[Date Prev][Date Next][Thread Prev][Thread Next][Date Index][Thread Index]
Fast reading of tab-delimited data -- question
- To: info-mcl@digitool.com
- Subject: Fast reading of tab-delimited data -- question
- From: psz@mit.edu (Peter Szolovits)
- Date: Wed, 28 Dec 1994 15:39:57 -0500
- Sender: owner-info-mcl@digitool.com
I need to read in some fairly large tables of data, in tab-delimited
format. Most of the entries will be numeric (fixnum or float), though a
few are text. I have written some Lisp code (using with-open-file and
read-char and/or read-line) to do this, but it's really(!) slow. I was
looking at mac-file-io and boyer-moore in the examples folder to see how
this could be done faster, but I am stumped by the following.
Mac-file-io's fsRead gives me a buffer of raw bytes.

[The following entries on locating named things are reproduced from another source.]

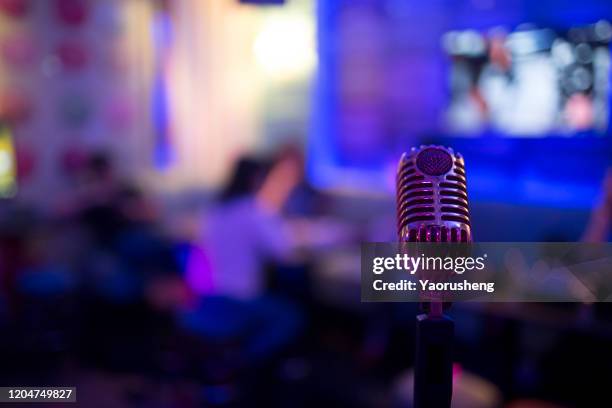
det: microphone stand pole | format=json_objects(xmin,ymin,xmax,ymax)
[{"xmin": 414, "ymin": 301, "xmax": 455, "ymax": 408}]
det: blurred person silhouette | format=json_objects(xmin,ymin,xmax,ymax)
[{"xmin": 180, "ymin": 153, "xmax": 302, "ymax": 368}]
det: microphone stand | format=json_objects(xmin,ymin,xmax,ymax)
[{"xmin": 414, "ymin": 301, "xmax": 455, "ymax": 408}]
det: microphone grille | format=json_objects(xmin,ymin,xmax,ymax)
[
  {"xmin": 416, "ymin": 147, "xmax": 453, "ymax": 176},
  {"xmin": 397, "ymin": 146, "xmax": 472, "ymax": 242}
]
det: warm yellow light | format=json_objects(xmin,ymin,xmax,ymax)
[{"xmin": 253, "ymin": 12, "xmax": 316, "ymax": 80}]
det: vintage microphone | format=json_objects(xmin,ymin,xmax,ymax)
[{"xmin": 396, "ymin": 146, "xmax": 472, "ymax": 408}]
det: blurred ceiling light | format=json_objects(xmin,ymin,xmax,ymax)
[{"xmin": 253, "ymin": 12, "xmax": 316, "ymax": 80}]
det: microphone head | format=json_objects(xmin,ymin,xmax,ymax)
[{"xmin": 396, "ymin": 146, "xmax": 472, "ymax": 242}]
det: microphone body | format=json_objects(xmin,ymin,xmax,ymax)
[{"xmin": 396, "ymin": 146, "xmax": 472, "ymax": 408}]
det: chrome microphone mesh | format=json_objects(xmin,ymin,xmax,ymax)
[{"xmin": 396, "ymin": 146, "xmax": 472, "ymax": 242}]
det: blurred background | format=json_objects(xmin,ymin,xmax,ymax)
[{"xmin": 0, "ymin": 0, "xmax": 612, "ymax": 408}]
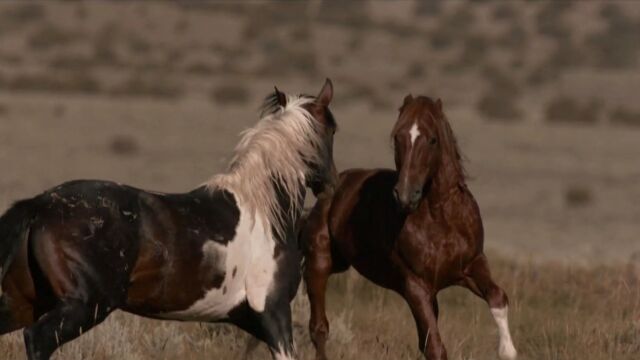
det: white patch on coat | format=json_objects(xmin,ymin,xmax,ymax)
[
  {"xmin": 159, "ymin": 200, "xmax": 276, "ymax": 321},
  {"xmin": 409, "ymin": 121, "xmax": 420, "ymax": 146},
  {"xmin": 491, "ymin": 306, "xmax": 518, "ymax": 360},
  {"xmin": 273, "ymin": 349, "xmax": 296, "ymax": 360},
  {"xmin": 246, "ymin": 212, "xmax": 277, "ymax": 312}
]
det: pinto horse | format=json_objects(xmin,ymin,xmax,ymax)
[
  {"xmin": 301, "ymin": 95, "xmax": 516, "ymax": 359},
  {"xmin": 0, "ymin": 79, "xmax": 336, "ymax": 359}
]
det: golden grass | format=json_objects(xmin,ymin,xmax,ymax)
[{"xmin": 0, "ymin": 255, "xmax": 640, "ymax": 360}]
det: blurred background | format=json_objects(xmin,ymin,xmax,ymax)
[{"xmin": 0, "ymin": 0, "xmax": 640, "ymax": 359}]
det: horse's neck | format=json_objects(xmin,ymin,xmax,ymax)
[
  {"xmin": 423, "ymin": 156, "xmax": 465, "ymax": 213},
  {"xmin": 273, "ymin": 180, "xmax": 306, "ymax": 242}
]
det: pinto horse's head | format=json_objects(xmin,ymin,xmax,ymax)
[
  {"xmin": 275, "ymin": 79, "xmax": 338, "ymax": 196},
  {"xmin": 391, "ymin": 95, "xmax": 449, "ymax": 211}
]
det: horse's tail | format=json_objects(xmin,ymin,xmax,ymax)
[{"xmin": 0, "ymin": 200, "xmax": 34, "ymax": 281}]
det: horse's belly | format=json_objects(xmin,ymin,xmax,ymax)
[{"xmin": 157, "ymin": 276, "xmax": 247, "ymax": 321}]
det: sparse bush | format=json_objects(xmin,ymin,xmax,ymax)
[
  {"xmin": 6, "ymin": 72, "xmax": 101, "ymax": 94},
  {"xmin": 109, "ymin": 73, "xmax": 183, "ymax": 99},
  {"xmin": 405, "ymin": 61, "xmax": 427, "ymax": 79},
  {"xmin": 93, "ymin": 23, "xmax": 122, "ymax": 66},
  {"xmin": 536, "ymin": 1, "xmax": 572, "ymax": 40},
  {"xmin": 0, "ymin": 2, "xmax": 46, "ymax": 25},
  {"xmin": 496, "ymin": 23, "xmax": 529, "ymax": 50},
  {"xmin": 478, "ymin": 91, "xmax": 522, "ymax": 121},
  {"xmin": 0, "ymin": 54, "xmax": 23, "ymax": 65},
  {"xmin": 211, "ymin": 84, "xmax": 249, "ymax": 105},
  {"xmin": 564, "ymin": 185, "xmax": 593, "ymax": 208},
  {"xmin": 445, "ymin": 35, "xmax": 489, "ymax": 71},
  {"xmin": 587, "ymin": 4, "xmax": 640, "ymax": 68},
  {"xmin": 49, "ymin": 53, "xmax": 95, "ymax": 70},
  {"xmin": 477, "ymin": 67, "xmax": 522, "ymax": 121},
  {"xmin": 28, "ymin": 24, "xmax": 82, "ymax": 50},
  {"xmin": 610, "ymin": 107, "xmax": 640, "ymax": 126},
  {"xmin": 491, "ymin": 2, "xmax": 516, "ymax": 21},
  {"xmin": 128, "ymin": 35, "xmax": 151, "ymax": 55},
  {"xmin": 429, "ymin": 6, "xmax": 475, "ymax": 49},
  {"xmin": 414, "ymin": 1, "xmax": 442, "ymax": 16},
  {"xmin": 545, "ymin": 96, "xmax": 601, "ymax": 124},
  {"xmin": 185, "ymin": 61, "xmax": 215, "ymax": 76},
  {"xmin": 109, "ymin": 135, "xmax": 140, "ymax": 156}
]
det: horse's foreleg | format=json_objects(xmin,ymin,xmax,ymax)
[
  {"xmin": 259, "ymin": 301, "xmax": 297, "ymax": 360},
  {"xmin": 463, "ymin": 255, "xmax": 518, "ymax": 360},
  {"xmin": 403, "ymin": 279, "xmax": 447, "ymax": 360},
  {"xmin": 24, "ymin": 300, "xmax": 108, "ymax": 360},
  {"xmin": 304, "ymin": 226, "xmax": 333, "ymax": 360}
]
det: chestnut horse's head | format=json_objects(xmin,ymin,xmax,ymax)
[{"xmin": 391, "ymin": 95, "xmax": 464, "ymax": 211}]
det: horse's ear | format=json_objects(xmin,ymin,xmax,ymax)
[
  {"xmin": 398, "ymin": 94, "xmax": 413, "ymax": 111},
  {"xmin": 273, "ymin": 86, "xmax": 287, "ymax": 107},
  {"xmin": 436, "ymin": 98, "xmax": 442, "ymax": 115},
  {"xmin": 316, "ymin": 78, "xmax": 333, "ymax": 106}
]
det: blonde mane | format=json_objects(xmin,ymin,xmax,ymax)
[{"xmin": 205, "ymin": 95, "xmax": 325, "ymax": 240}]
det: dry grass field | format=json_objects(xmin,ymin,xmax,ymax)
[{"xmin": 0, "ymin": 0, "xmax": 640, "ymax": 360}]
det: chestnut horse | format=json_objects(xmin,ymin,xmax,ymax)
[
  {"xmin": 0, "ymin": 80, "xmax": 336, "ymax": 360},
  {"xmin": 301, "ymin": 95, "xmax": 516, "ymax": 359}
]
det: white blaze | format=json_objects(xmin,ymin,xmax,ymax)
[
  {"xmin": 409, "ymin": 122, "xmax": 420, "ymax": 146},
  {"xmin": 491, "ymin": 306, "xmax": 518, "ymax": 360}
]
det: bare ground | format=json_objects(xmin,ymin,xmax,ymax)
[{"xmin": 0, "ymin": 1, "xmax": 640, "ymax": 359}]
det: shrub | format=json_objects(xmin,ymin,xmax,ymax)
[
  {"xmin": 564, "ymin": 185, "xmax": 593, "ymax": 208},
  {"xmin": 211, "ymin": 84, "xmax": 249, "ymax": 105},
  {"xmin": 545, "ymin": 96, "xmax": 601, "ymax": 124},
  {"xmin": 609, "ymin": 107, "xmax": 640, "ymax": 126}
]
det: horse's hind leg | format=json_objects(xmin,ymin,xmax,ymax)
[
  {"xmin": 24, "ymin": 299, "xmax": 109, "ymax": 360},
  {"xmin": 462, "ymin": 255, "xmax": 518, "ymax": 360}
]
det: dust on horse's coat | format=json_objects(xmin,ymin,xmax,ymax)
[
  {"xmin": 0, "ymin": 81, "xmax": 335, "ymax": 359},
  {"xmin": 301, "ymin": 95, "xmax": 516, "ymax": 360}
]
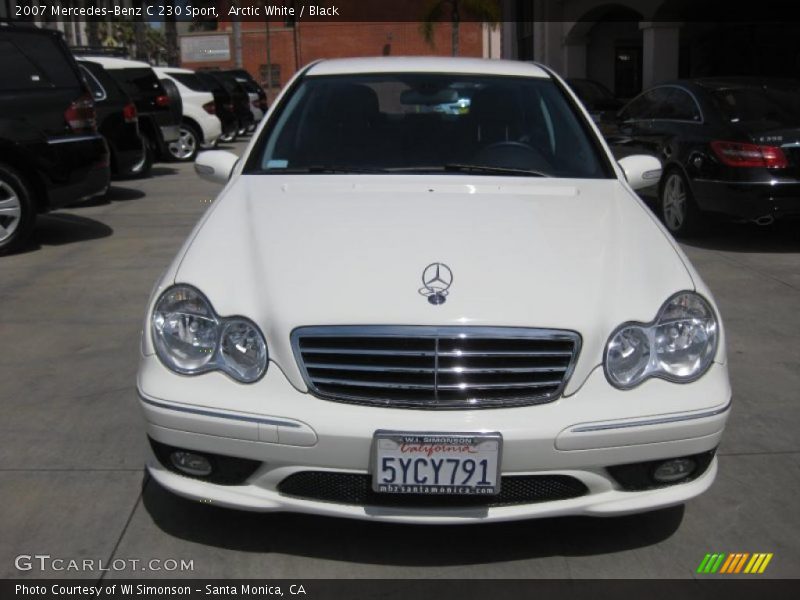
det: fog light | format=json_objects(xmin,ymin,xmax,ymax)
[
  {"xmin": 653, "ymin": 458, "xmax": 696, "ymax": 483},
  {"xmin": 169, "ymin": 450, "xmax": 212, "ymax": 477}
]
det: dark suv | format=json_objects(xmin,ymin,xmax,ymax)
[
  {"xmin": 73, "ymin": 53, "xmax": 183, "ymax": 168},
  {"xmin": 78, "ymin": 59, "xmax": 150, "ymax": 177},
  {"xmin": 0, "ymin": 23, "xmax": 109, "ymax": 253}
]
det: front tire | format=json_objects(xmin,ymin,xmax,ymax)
[
  {"xmin": 0, "ymin": 163, "xmax": 36, "ymax": 254},
  {"xmin": 167, "ymin": 123, "xmax": 202, "ymax": 162},
  {"xmin": 658, "ymin": 168, "xmax": 705, "ymax": 237}
]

If I want to call
something like read or parse-integer on these, the obvious way is to make a
string each of whose elements is the character made by code-char of the raw
bytes. This, however, gives back most of the efficiency gained by doing
the low-level file i/o. Looking at the sources on the CD, it appears that
read-from-string (for example) creates a stream from which the reader then
reads. I can't find the code for the reader itself on the CD, so I can't
tell what operations it actually performs on this stream. If it's only
read-char, then presumably I could create a stream that feeds characters
just from the byte-buffer. I presume that this is something like what read
does on a file. Is there a simple way to do this, or has anyone already
done it?
Thanks. --Pete Szolovits
P.S. I realize this is confused/confusing. What I think I'm trying to
accomplish is:
1. Find chunks of bytes delimited by tabs/newlines/eof using the lowest
possible level representation.
2. Having the raw bytes and boundaries, call the Lisp reader to interpret
successive substrings of those bytes, without having to re-read the file or
dynamically make Lisp strings (just to be turned into an internal stream
again) from the raw bytes.